Apply the DGLM function we defined above to the wheat data.

y <- pheno_data[,5]
TF <- matrix(NA, nrow = dim(geno)[2], ncol = 4)
  for (i in 1:dim(geno)[2]) {
  #for (i in 1:10) {
    try({
        outm <- my.pdglm(i = i, y = y, geno = geno, covar = covar)
        TF[i, ] <- as.numeric(outm)
        print(i)
    }, silent = TRUE)
}

colnames(TF) <- c("Beta", "SE", "P.mean", "P.disp")
head(TF)
TF2 <- data.frame(map, TF)
head(TF2)

Manhattan plot

We create a Manhattan plot using the qqman R package.

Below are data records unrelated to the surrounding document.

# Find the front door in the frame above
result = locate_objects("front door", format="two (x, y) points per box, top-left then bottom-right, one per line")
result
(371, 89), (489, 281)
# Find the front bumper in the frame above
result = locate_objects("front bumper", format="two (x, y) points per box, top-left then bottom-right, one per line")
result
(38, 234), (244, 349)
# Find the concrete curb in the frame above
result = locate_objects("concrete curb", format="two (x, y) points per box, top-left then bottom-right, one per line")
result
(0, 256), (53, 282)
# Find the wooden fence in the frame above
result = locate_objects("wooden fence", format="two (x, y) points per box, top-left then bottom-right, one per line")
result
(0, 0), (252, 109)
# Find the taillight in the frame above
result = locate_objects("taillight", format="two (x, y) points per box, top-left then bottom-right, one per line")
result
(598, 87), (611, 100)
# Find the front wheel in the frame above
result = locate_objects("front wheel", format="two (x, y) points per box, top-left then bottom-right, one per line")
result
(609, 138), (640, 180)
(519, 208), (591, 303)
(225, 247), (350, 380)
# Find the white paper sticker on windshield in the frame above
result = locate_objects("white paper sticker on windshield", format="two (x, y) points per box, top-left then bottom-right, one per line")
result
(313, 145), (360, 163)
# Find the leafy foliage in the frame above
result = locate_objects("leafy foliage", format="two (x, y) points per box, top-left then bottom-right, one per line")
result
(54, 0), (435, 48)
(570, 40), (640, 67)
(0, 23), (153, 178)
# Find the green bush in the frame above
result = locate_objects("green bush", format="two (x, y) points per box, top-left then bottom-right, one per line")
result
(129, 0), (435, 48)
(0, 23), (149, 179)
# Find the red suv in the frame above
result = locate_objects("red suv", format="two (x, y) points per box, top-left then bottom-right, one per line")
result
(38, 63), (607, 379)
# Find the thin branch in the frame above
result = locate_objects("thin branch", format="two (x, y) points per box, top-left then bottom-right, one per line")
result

TF2$chrom <- as.numeric(TF2$chrom)

manhattan(x = TF2, chr="chrom", bp="pos", p="P.disp", suggestiveline = FALSE, genomewideline = -log10(1.44e-05), chrlabs = c("1A", "1B", "1D", "2A", "2B", "2D", "3A", "3B", "3D", "4A", "4B", "4D", "5A", "5B", "5D", "6A", "6B", "6D", "7A", "7B", "7D", "UN"), col = c("blue", "orange", "skyblue", "darkred"), logp = TRUE, cex.lab = 1.5, ylim = c(0, 8), xlab = "Chromosome", ylab = "-log10(p)", cex.axis = 0.8, mgp = c(2, 1, 0))

We can observe that there are peaks on chromosomes 2A, 2B, and 5A.